Ce vendredi 26 janvier, la Cour internationale de justice (CIJ) a rendu sa décision intermédiaire dans la plainte sud-africaine contre Israël pour génocide. Elle estime qu’il existe un « risque sérieux de génocide » des Palestiniens à Gaza, et demande des mesures provisoires pour le prévenir. Elle ordonne, entre autres, aux autorités israéliennes d’empêcher son armée de commettre des actes génocidaires, de prévenir et sanctionner les incitations au génocide et d’autoriser pleinement l’accès de l’aide humanitaire aux civils. Le jugement de la Cour, qui constitue la plus haute autorité juridique internationale, est sans appel.
Ce jugement constitue une victoire retentissante du droit international. Il conforte la position de tous ceux qui ont porté courageusement dans le débat public la notion de génocide pour qualifier les massacres aujourd’hui perpétrés contre la population gazaouie. Il marque aussi la défaite morale de tous ceux qui ont cherché à qualifier cette accusation d’outrancière, relativisant par là-même la souffrance des Gazaoui.es et légitimant l’offensive meurtrière israélienne.
La décision sur le fond du dossier (y a-t-il un génocide ou non ?) n’est pas attendue avant plusieurs années. Comme de nombreux experts et organisation de défense des droits humains, dont la Fédération internationale pour les droits humains (FIDH), l’ABP estime pour sa part qu’un génocide est déjà en cours contre les Palestiniens de Gaza.
Mettre en oeuvre les décisions de la CIJ nécessite un cessez-le-feu
Même si les mesures conservatoires ne vont pas jusqu’à exiger explicitement un cessez-le-feu comme le demandait l’Afrique du Sud, il apparaît clairement que la protection de la vie des civils ne peut être assurée tant que les combats continuent. La Cour demande en effet explicitement à Israël et à son armée de prévenir les “meurtres” de Palestiniens ou leur “soumission intentionnelle à des conditions d’existence devant entraîner leur destruction physique totale ou partielle”. Il paraît en outre évident que la fin des bombardements israéliens constitue un préalable à l’exigence d’un accès à l’aide humanitaire sans entraves dans la bande de Gaza.

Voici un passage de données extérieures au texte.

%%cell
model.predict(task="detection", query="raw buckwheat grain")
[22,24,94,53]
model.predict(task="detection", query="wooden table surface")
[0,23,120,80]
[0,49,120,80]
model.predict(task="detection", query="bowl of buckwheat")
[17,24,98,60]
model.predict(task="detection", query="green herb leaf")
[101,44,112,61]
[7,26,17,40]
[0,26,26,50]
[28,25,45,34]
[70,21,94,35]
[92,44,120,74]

Alors que les autorités israéliennes avaient d’avance déclaré qu’elles n’avaliseraient pas le verdict de la Cour, celui-ci oblige la communauté internationale. Aux yeux de la Convention sur le risque de génocide de 1948, les États tiers, dont la Belgique, ont obligation de ne pas prendre le risque de contribuer au génocide à Gaza. Comme l’explique le procureur international Johann Soufi, « cette décision déclenche incontestablement l’obligation juridique des États, notamment des alliés d’Israël, de prendre des mesures / sanctions contre cet État pour prévenir le génocide. »

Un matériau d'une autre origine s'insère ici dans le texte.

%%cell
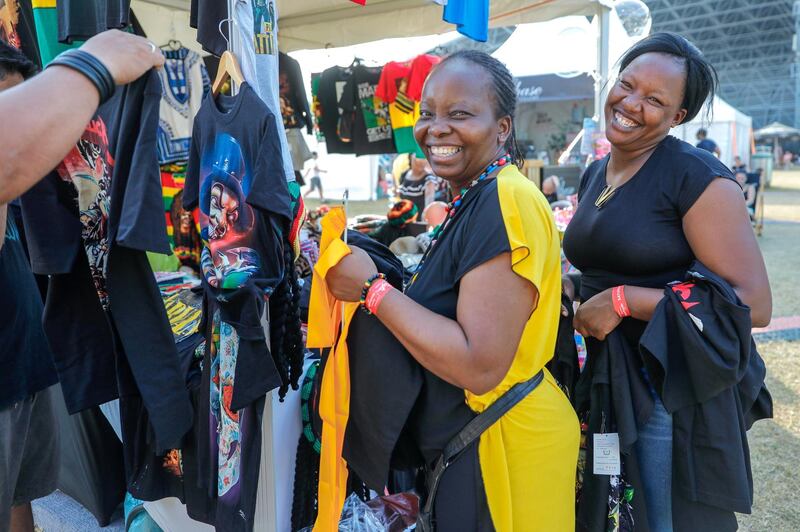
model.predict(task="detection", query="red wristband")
[364,279,394,314]
[611,285,631,318]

Vendredi dernier, la Belgique s’est engagée à soutenir les mesures conservatoires qui seraient décrétées par la Cour à l’issue de cette première étape, position qu’elle a réitérée aujourd’hui. « La clarté du soutien à l’intégralité des mesures qu’exige la CIJ est encourageante mais elle doit être suivie d’actes », souligne Gregory Mauzé, porte-parole de l’ABP. « La Belgique doit prendre des mesures pour qu’Israël respecte la décision de la Cour, notamment à travers des sanctions. Et par mesure de précaution pour éviter d’être complice de génocide, les différents niveaux de pouvoir doivent instaurer un embargo militaire immédiat intégral, y compris en annulant les licences d’exportation d’armes déjà octroyées. La Belgique doit en outre porter ces revendications au niveau de l’Union européenne, dont elle assure la présidence pour six mois».

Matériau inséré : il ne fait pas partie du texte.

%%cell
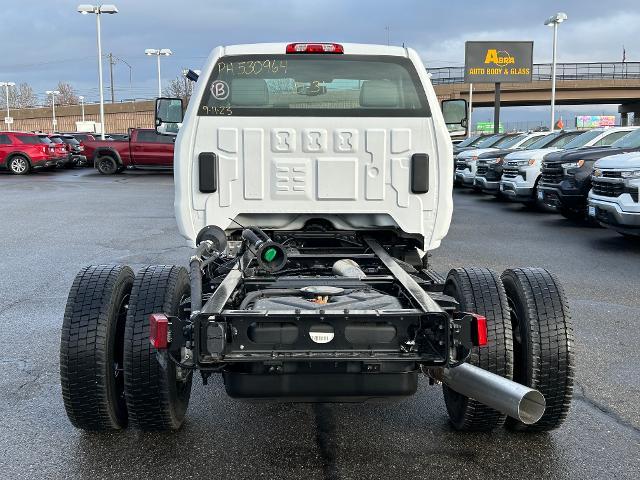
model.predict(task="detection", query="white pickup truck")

« Il faut saluer le leadership moral de l’Afrique du Sud qui, par sa décision historique de porter à l’échelle internationale les valeurs universelles, réinvestit un terrain déserté par la plupart des pays occidentaux. Ceux-ci doivent par conséquent se conformer pleinement à ce jugement, sous peine de voir s’effondrer la notion même de droit international », déclare Pierre Galand, président de l’ABP.